Иннокентий Анненский в этом смысле хронологически вписан в контекст символистской лирики. А. Виноградова,

рассматривая способы экспликации телесности в лирике В. Брюсова, К. Бальмонта, Ф. Сологуба, И. Анненского, называет последнего наиболее «телесным» среди старшего поколения символистов [Виноградова, 2005, с. 278]. Исследователь полагает, что «в поэзии “символического диаволизма” образ “себя” строится во многом через соотнесение себя с внешним себе телом - через встречу со своим телом во внешних образах и репрезентациях» [Виноградова, 2005, с. 283-284]. В этой работе намечено и соотнесение «динамики телесности» с «динамикой самого текста, который в свою очередь есть замирание, расслоение без конечного воссоединения» [Виноградова, 2005, с. 286].

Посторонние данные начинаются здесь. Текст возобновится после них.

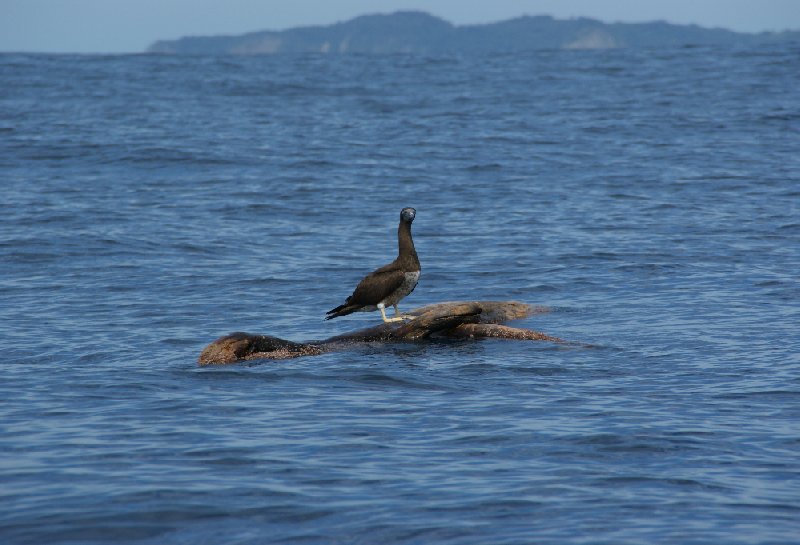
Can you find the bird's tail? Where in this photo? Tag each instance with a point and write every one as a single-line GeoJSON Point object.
{"type": "Point", "coordinates": [341, 310]}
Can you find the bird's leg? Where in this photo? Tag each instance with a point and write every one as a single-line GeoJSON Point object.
{"type": "Point", "coordinates": [401, 316]}
{"type": "Point", "coordinates": [382, 308]}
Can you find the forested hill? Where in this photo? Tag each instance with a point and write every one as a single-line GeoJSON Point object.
{"type": "Point", "coordinates": [418, 32]}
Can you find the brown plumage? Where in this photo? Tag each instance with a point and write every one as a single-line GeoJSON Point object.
{"type": "Point", "coordinates": [389, 284]}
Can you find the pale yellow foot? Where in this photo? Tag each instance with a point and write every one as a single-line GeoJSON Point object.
{"type": "Point", "coordinates": [398, 316]}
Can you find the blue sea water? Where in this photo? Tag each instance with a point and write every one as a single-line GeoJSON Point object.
{"type": "Point", "coordinates": [153, 203]}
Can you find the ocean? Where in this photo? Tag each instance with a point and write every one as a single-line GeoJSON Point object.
{"type": "Point", "coordinates": [649, 198]}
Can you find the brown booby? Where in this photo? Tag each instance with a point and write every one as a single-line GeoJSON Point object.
{"type": "Point", "coordinates": [389, 284]}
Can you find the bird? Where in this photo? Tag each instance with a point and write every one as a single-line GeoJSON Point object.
{"type": "Point", "coordinates": [388, 285]}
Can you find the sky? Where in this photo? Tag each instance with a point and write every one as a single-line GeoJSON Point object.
{"type": "Point", "coordinates": [129, 26]}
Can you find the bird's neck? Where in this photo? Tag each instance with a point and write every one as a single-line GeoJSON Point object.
{"type": "Point", "coordinates": [407, 254]}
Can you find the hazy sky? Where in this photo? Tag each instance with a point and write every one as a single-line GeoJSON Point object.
{"type": "Point", "coordinates": [115, 26]}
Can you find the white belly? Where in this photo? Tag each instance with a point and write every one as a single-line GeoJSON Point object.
{"type": "Point", "coordinates": [408, 285]}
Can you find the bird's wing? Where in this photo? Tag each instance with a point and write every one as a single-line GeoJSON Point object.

В литературно-критических статьях И. Анненский размышлял над тем, как «реальный субстрат жизни» входит в поэзию: «Синкретизм ощущений, проектируясь в поэзии

затейливыми арабесками, создает для нее проблему не менее заманчивую, чем для науки, и, может быть, более назревшую» [Анненский, 1979, с. 206]. Поэзия начинает осваивать настоящую (в том числе и психофизиологическую) жизнь человека, она ищет точных символов для передачи ощущений. Анненский прямо не называет причин такого перерождения поэтической оптики. Следует, однако, отметить, что он не разделял популярную в последнем десятилетии XIX века точку зрения венгерского врача Макса Нордау, предложившего в своем труде «Вырождение» теорию дегенеративного творчества fin de siecle, сосредоточенного на описании физиологической жизни, художественном воспроизведении различных девиаций. Анненский не считал новую поэзию синдромом вырождения и возвращения к примитивным формам восприятия: «Не думаю, чтобы кого-нибудь еще дурачили “фолады” Макса Нордау или обижал его жирный смех» [Анненский, 1979, с. 206].

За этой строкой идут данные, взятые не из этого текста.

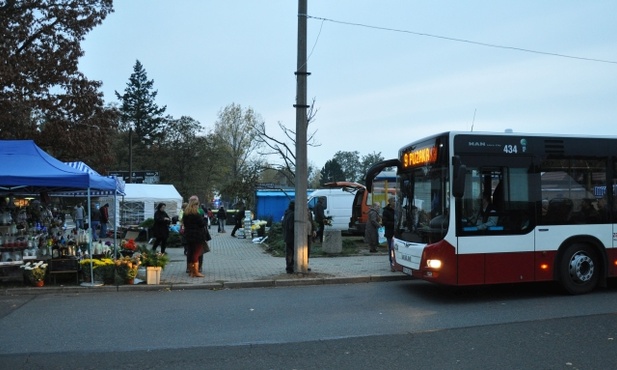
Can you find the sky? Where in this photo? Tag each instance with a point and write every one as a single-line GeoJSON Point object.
{"type": "Point", "coordinates": [384, 73]}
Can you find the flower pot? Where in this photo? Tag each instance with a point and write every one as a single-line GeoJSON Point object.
{"type": "Point", "coordinates": [153, 275]}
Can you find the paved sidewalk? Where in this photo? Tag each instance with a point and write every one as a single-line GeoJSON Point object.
{"type": "Point", "coordinates": [240, 263]}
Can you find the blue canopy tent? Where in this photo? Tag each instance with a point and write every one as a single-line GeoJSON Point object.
{"type": "Point", "coordinates": [25, 168]}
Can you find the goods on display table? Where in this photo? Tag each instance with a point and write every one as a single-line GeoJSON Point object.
{"type": "Point", "coordinates": [31, 233]}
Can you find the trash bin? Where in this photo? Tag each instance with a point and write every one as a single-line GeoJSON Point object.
{"type": "Point", "coordinates": [333, 241]}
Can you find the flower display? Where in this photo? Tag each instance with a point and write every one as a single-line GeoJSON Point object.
{"type": "Point", "coordinates": [104, 268]}
{"type": "Point", "coordinates": [152, 258]}
{"type": "Point", "coordinates": [35, 271]}
{"type": "Point", "coordinates": [126, 267]}
{"type": "Point", "coordinates": [129, 244]}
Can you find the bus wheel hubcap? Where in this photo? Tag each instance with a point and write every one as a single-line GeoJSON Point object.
{"type": "Point", "coordinates": [581, 267]}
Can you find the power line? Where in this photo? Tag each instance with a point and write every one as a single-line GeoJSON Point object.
{"type": "Point", "coordinates": [459, 40]}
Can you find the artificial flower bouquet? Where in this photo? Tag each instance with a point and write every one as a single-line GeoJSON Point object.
{"type": "Point", "coordinates": [34, 272]}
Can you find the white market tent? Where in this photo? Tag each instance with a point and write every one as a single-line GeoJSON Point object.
{"type": "Point", "coordinates": [140, 201]}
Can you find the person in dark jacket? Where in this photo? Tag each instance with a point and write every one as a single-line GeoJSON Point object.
{"type": "Point", "coordinates": [160, 230]}
{"type": "Point", "coordinates": [387, 218]}
{"type": "Point", "coordinates": [104, 219]}
{"type": "Point", "coordinates": [194, 230]}
{"type": "Point", "coordinates": [221, 216]}
{"type": "Point", "coordinates": [288, 236]}
{"type": "Point", "coordinates": [320, 218]}
{"type": "Point", "coordinates": [239, 218]}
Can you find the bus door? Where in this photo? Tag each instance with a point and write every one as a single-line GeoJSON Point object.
{"type": "Point", "coordinates": [498, 247]}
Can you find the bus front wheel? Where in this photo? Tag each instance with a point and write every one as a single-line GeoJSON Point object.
{"type": "Point", "coordinates": [579, 270]}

Поэт, видимо, был знаком с трудами ученых-физиологов своей эпохи и позитивистскими идеями. Об этом свидетельствуют его отдельные замечания, такие. как вышеприведенное или следующее, из статьи «О современном лиризме»: «Во всяком случае, если для физиолога является установленным фактом близость центров речи и полового чувства, то эти стихи Брюсова, благодаря интуиции поэта, получают для нас новый и глубокий смысл»

[Анненский, 1979, с. 342]. В той же статье Анненский говорит о «нутряном лиризме» и сенсуальности современной поэзии, заключающейся в обостренности чувственного восприятия у художника нового времени, в желании «принюхиваться» к жизни [Анненский, 1979, с. 351], ощущать ее всеми пятью органами чувств, а не только традиционно эстетическими зрением и слухом.

В стихотворениях Анненского лирическим сюжетом часто становится телесная жизнь героя. При этом само слово тело автор употребляет всего четыре раза в четырех текстах: «Сказать, что это я... весь этот ужас тела...» («У гроба»); «И струит по телу пламень // Свой причудливый полёт... » («То и Это»); «Тело скорбно и разбито, //Но его волнует жуть...» («Тоска маятника»); «Муки твои облегчу я, // Телу найду врачеванье... » («Сила господняя с нами»). Во всех случаях тело переживается как ущербное, больное, доставляющее мучения своему владельцу, тленное.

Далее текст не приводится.